My first board was a Bullet and I'm just getting a new one this year after five seasons on the Bullet. I have nothing to compare it to, but really loved it and plan to keep it around. I think it was a good learner's board and definitely suited to all mountain. Not a park/jib board. It's super stable - almost zero chatter at high speeds.


----------



## Guest (Mar 3, 2010)

thanks for the replies

what are your opinions on the flow merc compared to these 2 ?


----------



## Reede (Feb 16, 2009)

ready2shred said:


> my first board was a bullet and i hated it after a year. the stance is set waaaaayyyy back and it has a fish-like powder board shape. i have a thing about symmetry though so i like twin tip boards. it was good for learning on but if you progress quickly and plan on going into the park....dont get it.
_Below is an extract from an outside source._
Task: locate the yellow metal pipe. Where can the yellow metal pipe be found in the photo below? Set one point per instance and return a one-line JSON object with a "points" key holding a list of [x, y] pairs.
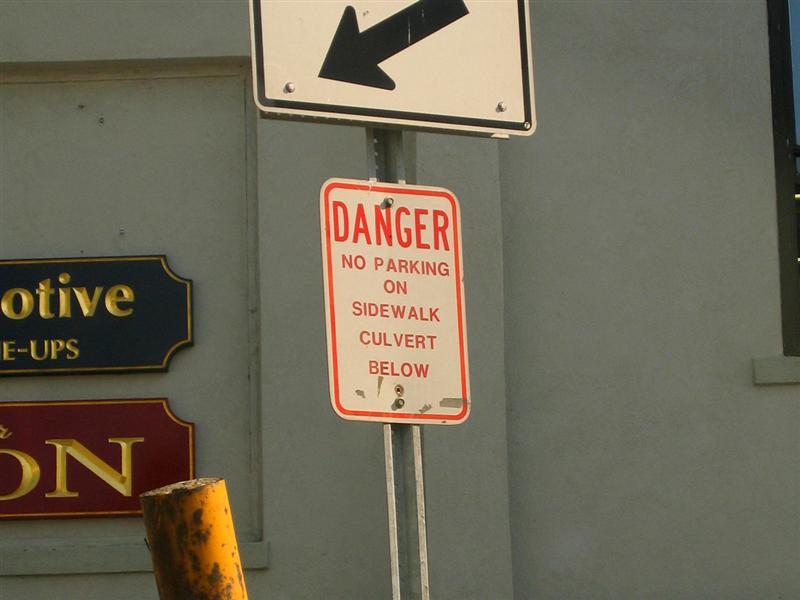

Either you got some majorly defective board or you're talking about something else. My housemates bullet is not even close to how you've described it.


----------



## ready2shred (Feb 1, 2010)

Reede said:


> Either you got some majorly defective board or you're talking about something else. My housemates bullet is not even close to how you've described it.
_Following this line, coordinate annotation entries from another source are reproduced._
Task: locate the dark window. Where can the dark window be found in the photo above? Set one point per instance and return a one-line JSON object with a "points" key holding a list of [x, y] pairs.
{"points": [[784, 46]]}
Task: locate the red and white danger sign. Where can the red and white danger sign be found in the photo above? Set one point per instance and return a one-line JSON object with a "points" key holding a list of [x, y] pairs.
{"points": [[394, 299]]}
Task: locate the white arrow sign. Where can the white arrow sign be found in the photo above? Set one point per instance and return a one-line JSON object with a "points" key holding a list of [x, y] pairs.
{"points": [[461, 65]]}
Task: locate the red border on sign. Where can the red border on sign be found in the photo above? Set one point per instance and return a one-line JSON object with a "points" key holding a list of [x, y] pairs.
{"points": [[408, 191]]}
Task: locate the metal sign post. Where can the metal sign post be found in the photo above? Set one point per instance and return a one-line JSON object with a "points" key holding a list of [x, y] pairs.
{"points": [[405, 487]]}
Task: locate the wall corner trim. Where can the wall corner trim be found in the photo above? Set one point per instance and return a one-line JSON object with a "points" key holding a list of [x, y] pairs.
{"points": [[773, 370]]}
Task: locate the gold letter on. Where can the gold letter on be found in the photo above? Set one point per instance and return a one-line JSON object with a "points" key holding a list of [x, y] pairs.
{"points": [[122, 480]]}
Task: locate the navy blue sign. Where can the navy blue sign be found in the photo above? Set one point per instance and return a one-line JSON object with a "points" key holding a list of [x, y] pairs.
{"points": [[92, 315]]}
hahaha yea i should have mentioned that this was in 2003 or 2004 so the bullets probably changed since then. however i just looked at the specs for the new one on the burton website and its still a directional board which means the stance will be set back a little. the nose is also still slightly wider than the tail so what i said is not totally incorrect. on this years 154 bullet the nose width is 303.1mm and the tail is 298.1mm.


----------



## ready2shred (Feb 1, 2010)

caliplaya209 said:


> thanks for the replies
> 
> what are your opinions on the flow merc compared to these 2 ?


i have a new found love for flow. i bought a flow quantum last month and it is by far the best board i have owned so far. flow makes a good product. go to The House Board Shops youtube page and you can watch a review on the bullet, clash, and merc. he tells you all about them. just search them in the uploads.
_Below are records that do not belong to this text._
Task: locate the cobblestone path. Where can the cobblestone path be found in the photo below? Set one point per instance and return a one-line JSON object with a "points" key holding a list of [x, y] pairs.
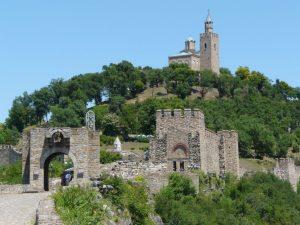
{"points": [[19, 209]]}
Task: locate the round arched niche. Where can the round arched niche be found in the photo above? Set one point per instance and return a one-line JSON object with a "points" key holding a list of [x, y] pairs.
{"points": [[45, 162]]}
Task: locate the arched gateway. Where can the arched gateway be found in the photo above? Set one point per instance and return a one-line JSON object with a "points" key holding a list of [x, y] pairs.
{"points": [[40, 145]]}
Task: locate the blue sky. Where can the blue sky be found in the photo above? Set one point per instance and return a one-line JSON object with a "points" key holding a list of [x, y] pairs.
{"points": [[43, 40]]}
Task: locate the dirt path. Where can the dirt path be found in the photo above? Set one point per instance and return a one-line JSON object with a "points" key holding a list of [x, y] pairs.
{"points": [[19, 209]]}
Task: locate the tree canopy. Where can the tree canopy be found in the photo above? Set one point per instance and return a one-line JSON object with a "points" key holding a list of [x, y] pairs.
{"points": [[265, 114]]}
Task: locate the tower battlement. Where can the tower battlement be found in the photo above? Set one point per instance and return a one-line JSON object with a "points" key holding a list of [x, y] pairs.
{"points": [[228, 133], [178, 114]]}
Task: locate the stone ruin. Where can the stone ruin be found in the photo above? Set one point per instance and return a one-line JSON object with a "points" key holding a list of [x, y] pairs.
{"points": [[183, 142], [9, 155], [41, 145]]}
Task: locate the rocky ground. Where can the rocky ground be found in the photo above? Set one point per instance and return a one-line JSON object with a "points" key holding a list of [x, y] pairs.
{"points": [[19, 209]]}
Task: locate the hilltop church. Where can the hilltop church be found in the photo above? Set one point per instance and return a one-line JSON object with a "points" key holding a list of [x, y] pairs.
{"points": [[208, 56]]}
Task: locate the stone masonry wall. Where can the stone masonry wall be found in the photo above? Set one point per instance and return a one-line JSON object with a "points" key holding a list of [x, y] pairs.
{"points": [[46, 214], [8, 155], [212, 141], [285, 169], [231, 151], [80, 144], [185, 131], [13, 189]]}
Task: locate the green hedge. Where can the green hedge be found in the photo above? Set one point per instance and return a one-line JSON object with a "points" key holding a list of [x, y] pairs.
{"points": [[11, 174]]}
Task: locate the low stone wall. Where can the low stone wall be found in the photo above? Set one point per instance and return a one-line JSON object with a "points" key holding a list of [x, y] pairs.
{"points": [[14, 189], [46, 214], [9, 155]]}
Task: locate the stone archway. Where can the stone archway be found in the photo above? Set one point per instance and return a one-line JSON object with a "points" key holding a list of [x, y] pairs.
{"points": [[42, 144]]}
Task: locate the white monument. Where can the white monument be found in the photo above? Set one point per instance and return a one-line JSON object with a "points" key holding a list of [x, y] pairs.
{"points": [[117, 145]]}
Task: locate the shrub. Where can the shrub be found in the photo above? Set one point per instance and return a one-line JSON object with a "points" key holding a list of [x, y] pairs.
{"points": [[107, 140], [76, 205], [11, 174], [255, 199], [109, 157], [132, 196]]}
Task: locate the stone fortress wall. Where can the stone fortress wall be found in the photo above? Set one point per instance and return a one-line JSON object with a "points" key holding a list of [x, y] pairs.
{"points": [[183, 142], [286, 170], [40, 145], [9, 155]]}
YouTube - thehouseboardshop's Channel


----------



## HuskyFlip (Mar 2, 2010)

I just bought my first setup. The Clash and Bullet were up for consideration, as was the Flow Merc, Nitro Volume, Forum Image, Forum Nugget and Flow Strike. (I'm looking to just learn to ride and cruise around, no park stuff.) With the 50% off sale, I decided on the Burton Deuce after numerous shopping cart edits from waffling back and forth, and a lot of research. It bought me the most board-technology for my budget. The sale at Sierra is over, but I think dogfunk.com has it for 50% off as well.

FWIW...YMMV


----------